Altay, “Sistemi oluşturmaya başladığın zaman o sistemin müşteriye değer katabilmesi için, o değerin müşteriye daha uygun, fit ve sanatsal olması lazım. Askıdan aldığın bir elbiseyi giy ve yürü diyemiyorsun müşteriye; onun yaşam biçimine, müşterilerine hizmet etmek zorundasın. Hatta sistem entegrasyonunun yeni bakış açısından şöyle de bir gerçek var; artık hem CIO hem de CEO bizim müşterimiz” diyor. Altay, bunun bir boyutunu da, “CIO’ların artık CEO gibi düşünmesinin gerekli hale gelmesi” şeklinde ifade ediyor.

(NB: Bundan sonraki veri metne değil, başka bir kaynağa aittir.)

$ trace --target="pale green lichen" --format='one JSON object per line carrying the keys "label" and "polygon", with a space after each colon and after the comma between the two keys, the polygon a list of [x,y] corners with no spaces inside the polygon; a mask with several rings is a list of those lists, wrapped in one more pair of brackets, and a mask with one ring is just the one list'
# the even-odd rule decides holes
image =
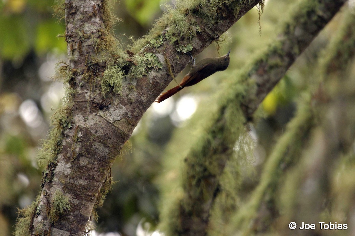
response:
{"label": "pale green lichen", "polygon": [[145,52],[144,56],[146,58],[146,63],[148,71],[150,71],[152,69],[157,70],[163,68],[163,64],[156,55],[151,52]]}
{"label": "pale green lichen", "polygon": [[60,190],[57,190],[52,196],[50,209],[48,214],[49,219],[52,222],[57,221],[65,212],[70,211],[71,206],[69,198]]}
{"label": "pale green lichen", "polygon": [[179,47],[176,48],[176,51],[178,52],[182,52],[184,53],[187,53],[189,52],[191,52],[192,50],[192,46],[190,44],[182,44],[179,45]]}

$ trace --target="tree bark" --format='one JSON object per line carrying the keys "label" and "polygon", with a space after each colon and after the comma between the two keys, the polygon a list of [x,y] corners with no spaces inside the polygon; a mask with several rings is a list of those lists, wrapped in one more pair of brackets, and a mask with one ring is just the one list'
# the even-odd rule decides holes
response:
{"label": "tree bark", "polygon": [[[278,39],[248,68],[230,87],[241,84],[247,87],[241,91],[224,90],[216,117],[196,142],[185,159],[186,177],[184,196],[179,201],[178,220],[169,224],[169,234],[206,235],[210,211],[219,191],[219,179],[243,129],[235,123],[244,114],[247,120],[262,100],[284,75],[288,68],[339,10],[345,0],[304,1],[292,9]],[[253,84],[251,81],[255,82]],[[252,84],[251,85],[250,85]],[[242,96],[244,98],[241,98]],[[217,99],[217,100],[219,100]],[[241,102],[241,100],[242,101]],[[240,112],[237,105],[242,109]],[[174,207],[173,211],[176,211]]]}
{"label": "tree bark", "polygon": [[[180,41],[191,43],[192,53],[198,54],[261,0],[245,1],[222,4],[214,16],[218,20],[212,26],[206,23],[202,5],[198,10],[181,13],[188,22],[197,23],[201,29],[191,40],[181,35]],[[83,235],[94,206],[100,200],[100,190],[106,188],[109,180],[108,173],[115,157],[143,114],[172,79],[165,57],[174,75],[190,59],[177,51],[168,40],[157,48],[145,47],[139,53],[153,53],[163,68],[138,80],[123,81],[120,94],[104,96],[100,81],[108,62],[94,62],[97,40],[108,35],[107,6],[106,0],[65,1],[70,59],[66,71],[68,104],[64,116],[58,121],[59,138],[51,149],[54,159],[44,172],[43,189],[32,215],[29,231],[32,235]],[[236,13],[226,14],[226,9]]]}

Bunun açıklaması, CIO’ların şirketleri için taşıdığı yeni önemi de ortaya koyuyor. CIO’lar artık kendi sistemlerini mükemmel hale getirmek için alım yapmıyor; şirketlerinin daha iyi müşteri bulması, bunu daha hızlı yapması, firmalarının rakamlarının iyileştirilmesi için çalışması gerekiyor. Bu dönüşüm ciddi bir biçimde ilerliyor.
Bu, Netaş’ın yazılımla yarattığı katma değerli yaklaşımın yeni bir aşaması. Yıllar boyunca donanımın önem taşıdığı dünyada Nortel’in dev cihazlarıyla gurur duyan Netaş, daha sonrasında her şeyin sunuculara taşındığı dünyada yazılımı keşfetmeyi bilmişti. Şimdiki konu, yazılım ile donanımın uyumlu çalışmasını sağlamak. Yazılım mimarları, bunların arkasında yazılımcılar ve onların yanında da gömülü yazılımcılar çok önem kazanan bir yeni yapı oluşturuyor.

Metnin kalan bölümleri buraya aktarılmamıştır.